En France le recours sans inventaire au « populisme » sert à attaquer la procédure même du référendum. Depuis le Brexit on ne compte plus les bons esprits (d’Alain Minc à Laurent Cohen-Tanuggi) qui y voient le « triomphe de l’ignorance », ou « la défaite de la raison par la peur ». Même Dominique Rousseau continue son combat (voit le débat sur Mediapart de ce dimanche soir) contre le référendum au nom de l’avantage qu’il donnerait au « populisme ». Et il oppose la démocratie délibérative au référendum. Curieux propos en vérité qui concourt en réalité à conforter l’image d’une scène démocratique policée, ou s’échangerait (dans des « cercles de responsabilités » dit Habermas) des idées, des projets, des programmes. L’expression magmateuse des électeurs référendaires n’en serait que plus dangereuse.

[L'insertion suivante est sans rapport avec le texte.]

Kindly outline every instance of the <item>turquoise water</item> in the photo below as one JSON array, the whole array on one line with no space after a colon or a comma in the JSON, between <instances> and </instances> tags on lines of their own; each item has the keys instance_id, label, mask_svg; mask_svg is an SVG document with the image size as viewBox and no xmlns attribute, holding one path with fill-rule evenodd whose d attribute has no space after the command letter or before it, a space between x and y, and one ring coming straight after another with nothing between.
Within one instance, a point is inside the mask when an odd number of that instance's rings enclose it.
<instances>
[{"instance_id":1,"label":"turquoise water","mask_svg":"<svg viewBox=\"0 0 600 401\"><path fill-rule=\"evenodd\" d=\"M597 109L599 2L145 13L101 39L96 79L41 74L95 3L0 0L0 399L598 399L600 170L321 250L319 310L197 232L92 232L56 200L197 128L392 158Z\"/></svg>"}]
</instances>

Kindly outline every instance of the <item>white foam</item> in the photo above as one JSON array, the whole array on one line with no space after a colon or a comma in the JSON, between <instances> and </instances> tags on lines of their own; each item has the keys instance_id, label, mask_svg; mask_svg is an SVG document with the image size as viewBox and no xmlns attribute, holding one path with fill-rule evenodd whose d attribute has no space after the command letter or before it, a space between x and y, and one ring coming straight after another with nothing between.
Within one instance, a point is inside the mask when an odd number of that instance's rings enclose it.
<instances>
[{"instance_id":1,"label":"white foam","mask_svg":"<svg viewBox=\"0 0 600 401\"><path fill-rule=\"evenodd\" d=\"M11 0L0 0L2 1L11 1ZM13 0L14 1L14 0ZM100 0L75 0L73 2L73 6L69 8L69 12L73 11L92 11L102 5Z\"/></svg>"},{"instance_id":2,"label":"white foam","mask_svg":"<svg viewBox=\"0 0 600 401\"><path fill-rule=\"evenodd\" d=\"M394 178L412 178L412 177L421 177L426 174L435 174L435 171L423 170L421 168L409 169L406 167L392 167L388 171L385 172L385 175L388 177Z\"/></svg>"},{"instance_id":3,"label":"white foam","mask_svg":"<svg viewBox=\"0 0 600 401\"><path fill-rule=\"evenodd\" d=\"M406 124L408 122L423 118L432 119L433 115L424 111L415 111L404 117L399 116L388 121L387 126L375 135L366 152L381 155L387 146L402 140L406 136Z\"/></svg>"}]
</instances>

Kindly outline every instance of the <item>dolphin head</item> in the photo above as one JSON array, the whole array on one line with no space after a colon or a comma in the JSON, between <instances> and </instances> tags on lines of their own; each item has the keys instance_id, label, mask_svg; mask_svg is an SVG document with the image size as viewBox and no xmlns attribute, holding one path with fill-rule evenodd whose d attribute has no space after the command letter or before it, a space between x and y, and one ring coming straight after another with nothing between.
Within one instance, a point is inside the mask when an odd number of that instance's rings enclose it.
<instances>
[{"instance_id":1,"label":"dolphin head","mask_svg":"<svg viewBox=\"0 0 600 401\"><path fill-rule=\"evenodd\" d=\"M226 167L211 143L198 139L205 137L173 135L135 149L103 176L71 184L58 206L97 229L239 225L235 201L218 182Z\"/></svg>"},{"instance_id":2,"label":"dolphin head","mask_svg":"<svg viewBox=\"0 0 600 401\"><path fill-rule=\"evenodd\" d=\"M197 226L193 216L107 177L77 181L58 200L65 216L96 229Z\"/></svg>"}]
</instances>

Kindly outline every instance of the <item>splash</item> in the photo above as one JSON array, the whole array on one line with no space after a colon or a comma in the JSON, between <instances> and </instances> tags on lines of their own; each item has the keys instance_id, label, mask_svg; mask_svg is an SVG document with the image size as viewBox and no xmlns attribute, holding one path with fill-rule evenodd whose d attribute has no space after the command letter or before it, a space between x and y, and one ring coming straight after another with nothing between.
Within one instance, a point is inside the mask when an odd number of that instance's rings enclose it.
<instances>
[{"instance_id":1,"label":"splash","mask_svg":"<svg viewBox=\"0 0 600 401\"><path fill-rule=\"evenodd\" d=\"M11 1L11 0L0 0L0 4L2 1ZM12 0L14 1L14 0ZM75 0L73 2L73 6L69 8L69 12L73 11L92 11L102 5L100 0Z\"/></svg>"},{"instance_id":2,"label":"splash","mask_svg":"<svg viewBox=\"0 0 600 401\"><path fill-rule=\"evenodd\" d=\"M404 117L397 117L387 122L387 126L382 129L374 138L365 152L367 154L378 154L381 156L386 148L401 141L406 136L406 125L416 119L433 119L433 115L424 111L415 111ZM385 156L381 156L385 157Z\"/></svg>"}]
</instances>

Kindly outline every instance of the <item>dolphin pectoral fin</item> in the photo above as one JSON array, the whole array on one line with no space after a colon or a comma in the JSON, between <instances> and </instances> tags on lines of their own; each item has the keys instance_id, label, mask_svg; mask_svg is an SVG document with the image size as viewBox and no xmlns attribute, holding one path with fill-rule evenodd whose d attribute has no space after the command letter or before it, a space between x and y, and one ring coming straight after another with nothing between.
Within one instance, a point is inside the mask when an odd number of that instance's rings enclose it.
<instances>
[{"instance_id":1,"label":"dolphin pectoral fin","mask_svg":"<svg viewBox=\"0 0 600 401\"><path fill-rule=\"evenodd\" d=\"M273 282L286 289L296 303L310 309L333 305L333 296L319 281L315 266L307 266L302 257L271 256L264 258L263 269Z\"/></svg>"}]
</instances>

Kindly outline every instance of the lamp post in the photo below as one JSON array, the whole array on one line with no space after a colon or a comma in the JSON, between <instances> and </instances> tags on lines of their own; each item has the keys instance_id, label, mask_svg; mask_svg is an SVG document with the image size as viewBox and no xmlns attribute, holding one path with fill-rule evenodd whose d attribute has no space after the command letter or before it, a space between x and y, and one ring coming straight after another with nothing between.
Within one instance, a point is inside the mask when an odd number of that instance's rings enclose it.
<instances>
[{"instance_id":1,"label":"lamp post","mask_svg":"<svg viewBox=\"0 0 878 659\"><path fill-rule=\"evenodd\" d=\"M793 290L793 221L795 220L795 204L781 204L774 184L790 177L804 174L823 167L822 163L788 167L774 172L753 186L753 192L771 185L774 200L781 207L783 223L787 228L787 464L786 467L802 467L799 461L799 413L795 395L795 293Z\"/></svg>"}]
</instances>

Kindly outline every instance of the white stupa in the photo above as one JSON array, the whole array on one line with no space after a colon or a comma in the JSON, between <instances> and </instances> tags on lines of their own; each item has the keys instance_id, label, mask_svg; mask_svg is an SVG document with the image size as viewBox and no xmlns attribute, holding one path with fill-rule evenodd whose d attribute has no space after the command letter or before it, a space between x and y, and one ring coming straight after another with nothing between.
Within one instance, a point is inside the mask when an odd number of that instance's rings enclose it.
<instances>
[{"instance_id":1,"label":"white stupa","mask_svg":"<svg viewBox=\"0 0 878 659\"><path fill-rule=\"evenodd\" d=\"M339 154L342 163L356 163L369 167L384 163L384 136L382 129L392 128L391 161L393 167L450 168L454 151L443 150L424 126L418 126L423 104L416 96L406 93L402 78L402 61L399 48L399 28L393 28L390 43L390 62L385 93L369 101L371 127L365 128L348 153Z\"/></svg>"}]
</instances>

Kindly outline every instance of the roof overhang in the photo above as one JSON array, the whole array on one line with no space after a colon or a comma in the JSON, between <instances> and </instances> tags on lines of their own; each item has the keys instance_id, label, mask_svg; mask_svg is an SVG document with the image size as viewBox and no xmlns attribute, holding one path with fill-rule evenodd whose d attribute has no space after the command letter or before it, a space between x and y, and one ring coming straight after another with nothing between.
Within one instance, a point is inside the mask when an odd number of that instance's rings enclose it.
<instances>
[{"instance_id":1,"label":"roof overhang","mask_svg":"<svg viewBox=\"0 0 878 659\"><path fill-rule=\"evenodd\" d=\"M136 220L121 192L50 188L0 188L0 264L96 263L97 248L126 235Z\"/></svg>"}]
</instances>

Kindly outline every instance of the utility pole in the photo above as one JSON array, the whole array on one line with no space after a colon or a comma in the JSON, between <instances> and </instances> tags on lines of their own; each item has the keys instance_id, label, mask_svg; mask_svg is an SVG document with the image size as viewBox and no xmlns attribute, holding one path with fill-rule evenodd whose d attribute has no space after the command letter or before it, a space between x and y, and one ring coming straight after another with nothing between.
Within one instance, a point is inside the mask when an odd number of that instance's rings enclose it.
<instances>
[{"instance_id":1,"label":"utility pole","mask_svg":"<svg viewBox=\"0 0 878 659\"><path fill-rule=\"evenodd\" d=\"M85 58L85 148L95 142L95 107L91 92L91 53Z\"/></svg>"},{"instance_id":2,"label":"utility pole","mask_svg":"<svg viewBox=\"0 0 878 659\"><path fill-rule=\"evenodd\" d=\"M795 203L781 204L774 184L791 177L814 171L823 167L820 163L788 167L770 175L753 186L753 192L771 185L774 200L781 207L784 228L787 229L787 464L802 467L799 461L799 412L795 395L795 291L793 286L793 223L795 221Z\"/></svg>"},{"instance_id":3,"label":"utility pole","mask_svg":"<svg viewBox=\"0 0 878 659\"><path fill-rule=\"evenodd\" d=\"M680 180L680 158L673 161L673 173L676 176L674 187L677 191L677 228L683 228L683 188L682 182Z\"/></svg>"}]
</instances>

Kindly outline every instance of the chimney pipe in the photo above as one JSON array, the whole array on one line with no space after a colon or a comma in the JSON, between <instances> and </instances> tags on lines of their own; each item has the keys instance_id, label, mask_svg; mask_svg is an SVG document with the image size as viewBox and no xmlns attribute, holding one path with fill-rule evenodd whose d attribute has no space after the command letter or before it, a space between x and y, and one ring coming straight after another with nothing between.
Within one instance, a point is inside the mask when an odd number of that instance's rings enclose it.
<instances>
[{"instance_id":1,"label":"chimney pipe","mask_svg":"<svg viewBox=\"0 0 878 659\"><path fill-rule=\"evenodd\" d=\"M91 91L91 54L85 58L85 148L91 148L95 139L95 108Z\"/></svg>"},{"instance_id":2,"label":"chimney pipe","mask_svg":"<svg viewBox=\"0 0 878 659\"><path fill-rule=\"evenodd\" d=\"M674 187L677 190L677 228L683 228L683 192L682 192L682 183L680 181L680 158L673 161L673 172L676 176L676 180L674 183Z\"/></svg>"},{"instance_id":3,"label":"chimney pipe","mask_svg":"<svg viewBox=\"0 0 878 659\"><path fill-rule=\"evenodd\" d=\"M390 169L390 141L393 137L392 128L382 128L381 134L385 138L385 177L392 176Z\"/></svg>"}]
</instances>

Rappelons donc deux idées simples : 1) Il y a plusieurs formes et systèmes de référendums. Le référendum tel qu’on l’a le plus souvent pratiqué en France est de type plébiscitaire, dans la tradition bonapartiste que De Gaulle avait su si bien ressusciter. Même la révision de 2008 a introduit un faux référendum d’initiative citoyenne de 4,5 millions d’électeurs soutenant 185 parlementaires (l’article 11, al. 3) qui est une imposture (d’ailleurs toujours et même pas entrée en vigueur). Il reste à imaginer la mise en oeuvre d’un véritable référendum d’initiative populaire qui ne laisse pas le contrôle de la question ni l’opportunité de la poser à une autorité quelconque. 2) le référendum peut être l’occasion d’une intense et massive politisation, garante d’une reconquête démocratique de et par l’opinion. Le cas du référendum de 2005 sur le Traité Constitutionnel Européen est là pour le rappeler. Tant le taux de participation que les débats qui ont précédé la consultation en témoignent encore aujourd’hui. Sauf à regretter son résultat pour le désaveu du « cercle de la raison » qu’il a été, il est impossible de soutenir l’opposition entre délibération et référendum. Les deux moments sont évidemment liés : ainsi la procédure de révision de la Constitution que défend la Convention pour la 6° République ( un débat constituant au Parlement et sur un forum participatif de plusieurs mois avant un référendum- voir mon billet du 3 mai 2013 ici). Ou encore le référendum défendu par les députés Jean-Luc Laurent (MRC) et Christian Hutin (PS) sur la « loi Travail » (voir leur argumentaire dans Mediapart, billet du 30 juillet). Il permettrait une issue à l’opposé du 49-3. Il serait tout simplement un moment de respiration démocratique dans un régime qui y étouffe le moindre soupir.
Le référendum est donc bien un élément parmi bien d’autres d’une autre pratique de la politique qui concourt à faire émerger la figure d’un peuple toujours énigmatique mais dont l’existence bien réelle se rappelle au souvenir des gouvernants. Il importe de ne pas le disqualifier par décret (fut-il éclairé) en le traitant de « populiste ». Il est un instrument de la révolution démocratique dont nos sociétés ont tant besoin.